PC Brands Rush to Secure CXMT Memory Chips, Orders Booked Through End of 2027
Taylor Wilson
CXMT's IPO is in its final stage, and PC brands have booked memory orders through end of 2027; Apple's move to test Chinese DRAM is being read across the supply chain as a signal that U.S. restrictions may be easing — and it triggered the buying rush.
Why are PC brands suddenly scrambling for CXMT memory?
Two signals landed at once: the U.S. had planned to add CXMT to the Entity List — a blacklist that bars American firms from doing business with it — but the move was shelved after Trump met Xi, and neither CXMT nor DeepSeek was formally listed.
At the same time, Apple began testing CXMT's DRAM chips. CEO Tim Cook visited the White House and Treasury Secretary Scott Bessent, arguing that products using Chinese memory would serve the China market only — not sold in the U.S.
This means → Apple has always followed U.S. government requirements closely. Its decision to move first was read by other brands as a sign that restrictions are loosening, prompting a wave of orders.
Who gets supply — and who doesn't?
Dell, HP, Lenovo, and Apple will receive priority allocation. Other brands must negotiate for quota on their own terms.
Smaller manufacturers have reportedly been shut out of the supply list entirely.
In plain terms = CXMT's capacity is limited. Big buyers pick first; smaller brands queue — and if the queue runs out, they get nothing.
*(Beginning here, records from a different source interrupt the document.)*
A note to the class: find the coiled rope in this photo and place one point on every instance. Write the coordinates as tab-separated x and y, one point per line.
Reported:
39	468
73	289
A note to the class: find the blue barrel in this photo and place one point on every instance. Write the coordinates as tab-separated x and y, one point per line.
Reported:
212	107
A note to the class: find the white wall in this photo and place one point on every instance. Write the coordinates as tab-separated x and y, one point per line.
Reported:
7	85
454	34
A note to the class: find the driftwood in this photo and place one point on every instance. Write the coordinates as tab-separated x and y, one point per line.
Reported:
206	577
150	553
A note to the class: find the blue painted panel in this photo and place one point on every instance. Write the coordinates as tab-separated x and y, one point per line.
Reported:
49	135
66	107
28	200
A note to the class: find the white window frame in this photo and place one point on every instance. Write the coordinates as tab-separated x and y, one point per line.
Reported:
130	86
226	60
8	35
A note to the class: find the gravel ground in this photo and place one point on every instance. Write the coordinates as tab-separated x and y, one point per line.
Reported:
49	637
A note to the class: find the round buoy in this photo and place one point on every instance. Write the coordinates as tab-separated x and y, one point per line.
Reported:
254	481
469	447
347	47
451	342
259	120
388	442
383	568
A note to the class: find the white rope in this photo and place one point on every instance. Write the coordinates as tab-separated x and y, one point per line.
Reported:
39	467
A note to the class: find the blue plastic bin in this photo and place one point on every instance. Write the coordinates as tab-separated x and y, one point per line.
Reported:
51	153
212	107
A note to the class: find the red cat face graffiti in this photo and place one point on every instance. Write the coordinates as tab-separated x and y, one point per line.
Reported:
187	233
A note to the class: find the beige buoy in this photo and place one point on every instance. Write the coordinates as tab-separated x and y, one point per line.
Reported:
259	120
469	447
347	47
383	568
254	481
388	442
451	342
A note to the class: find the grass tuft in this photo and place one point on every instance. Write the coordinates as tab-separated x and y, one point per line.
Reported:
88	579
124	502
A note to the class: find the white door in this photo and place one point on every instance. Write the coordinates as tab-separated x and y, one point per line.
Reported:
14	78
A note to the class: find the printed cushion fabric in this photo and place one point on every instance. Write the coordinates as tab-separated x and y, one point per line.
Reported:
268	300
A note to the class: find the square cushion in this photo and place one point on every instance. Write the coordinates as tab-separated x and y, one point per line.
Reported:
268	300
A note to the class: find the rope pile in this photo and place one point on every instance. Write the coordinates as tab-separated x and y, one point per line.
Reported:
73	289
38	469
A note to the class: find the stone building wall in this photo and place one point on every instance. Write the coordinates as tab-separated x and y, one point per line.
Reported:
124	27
Will rising memory prices hit consumers?
Supply-chain sources say DRAM prices will keep climbing in H2 2026, though the pace of increase will slow.
Brands are passing cost pressure to consumers — Apple's recent price hikes on Mac and iPad are seen as a direct result of rising memory costs.
This means → End-product prices are already going up. The drag on sales volumes has not hit a tipping point yet, but if prices keep rising, that point will come.
What is CXMT's real test?
Orders stretch to end of 2027, but whether CXMT can keep expanding capacity after its IPO to fulfill those orders is the key question.
This reflects a deeper issue: CXMT is still a "backup option" in the supply chain. To upgrade to "core supplier" status, it must prove it can deliver at scale.
The rush has also driven large-scale orders to YMTC (长江存储), repricing the entire Chinese memory sector.
Content is for reference only, not financial advice.